Machado's essay focuses on a set of about 200 photographs of African Brazilians by Louis Agassiz, housed at the Peabody Museum of Archaeology and Ethnology at Harvard. These mid nineteenth-century photographs, taken in the context of the Thayer expedition to Brazil, were intended to be a visual archive that would allow for racial comparisons. Ultimately, they also helped to shape modern ideals of beauty. The chapter also points to the existence of more such racialized and eroticized photographs (also of Brazilian indigenous peoples) at the Harvard museum; these will merit further study. Focusing on the other side of the Atlantic, the chapter by Schenk and Candido shows the research potential of connecting the archival historiography of slavery with oral history.

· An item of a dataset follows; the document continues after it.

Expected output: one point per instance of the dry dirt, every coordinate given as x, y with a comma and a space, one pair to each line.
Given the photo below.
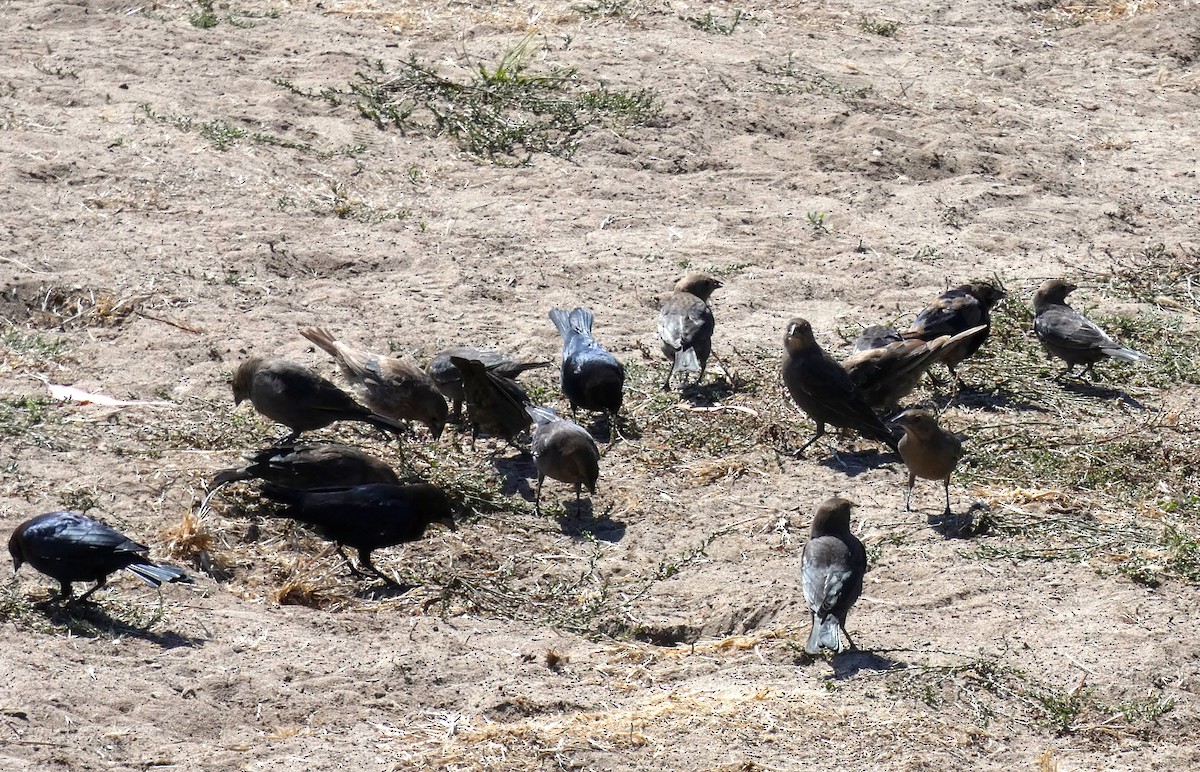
173, 202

Although the oral history approach is not new, the use of such research techniques for the case of Angola's slavery past is original and promises to bring to light a multitude of still unanswered questions about how Angolan people perceive and deal with the heritage of slavery in present times.

The last chapter, by Santos, sums up the sociological conditions in which the difficult legacy of slavery was and is understood, experienced, and represented in Brazilian historiography and society, thereby providing a logical concluding reflection for this important volume. The book will be of interest and use to scholars of slavery, history, anthropology, and heritage studies, and it should be praised for making a number of relevant topics in Brazilian history accessible to the English-speaking public.